Bangladesh Bank (BB) data showed that only two new entrants are fairly aggressive in lending.
“We are going slow, steady and carefully,” said Muklesur Rahman, Managing Director of NRB Bank. The bank’s loan-deposit ratio stood at 23.51 percent as of January this year against a market average of 71.55 percent.
“We are yet to set up our full team. We are not concerned, as business opportunities are there.”
Among the nine banks, Modhumoti and Farmers’ Bank looked tight in extending credit: Modhumoti has lent only Tk 14.67 crore—equivalent to 9 percent of its deposits, while Farmers’ Bank has given out less than 14 percent or Tk 19.24 crore. In contrast, NRB Global lent Tk 313 crore or 99 percent of its deposits, followed by NRB Commercial Bank that lent Tk 426 crore or 74 percent of deposits.
“We were a bit aggressive in lending. After all, we have to do business,” said Abdul Quddus, managing director of NRB Global Bank. He said his bank’s loan-deposit ratio has now come down to 86 percent from nearly 100 percent on January 16.
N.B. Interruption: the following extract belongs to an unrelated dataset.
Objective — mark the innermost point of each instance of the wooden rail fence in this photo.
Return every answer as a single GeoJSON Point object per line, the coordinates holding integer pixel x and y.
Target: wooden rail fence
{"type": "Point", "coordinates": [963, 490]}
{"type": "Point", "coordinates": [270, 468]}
NRB Global has only three branches and the bank is yet to get a Nostro account, which is held in a foreign country and is used for settlement of trade transactions in foreign currencies.
South Bangla Agriculture and Commerce Bank (SBAC) started business first among the new banks; it opened its first branch in August and the bank’s number of branches reached 12 by December. The bank also received the central bank’s approval to open 10 more branches this year.
“We were the only bank among the new nine banks to see an operating profit in 2013,” said Rafiqul Islam, managing director of SBAC. The bank made a Tk 14 crore operating profit last year.
Even though demand for money is slowly increasing, the response is poor from new industries, he added. As of January, SBAC has lent Tk 311.55 crore or about 68 percent of its deposits, BB data shows. The bank’s loan-deposit ratio dropped to 61 percent on February 24.
The loan-deposit ratios of Meghna, Midland and Union banks stood at around 60 percent as of January.
The central bank approved nine new banks in two phases in 2013 to take the country’s total number of scheduled banks to 56, of which, 39 are private, nine foreign and eight are state-owned. The new banks were established with Tk 400 crore in paid-up capital.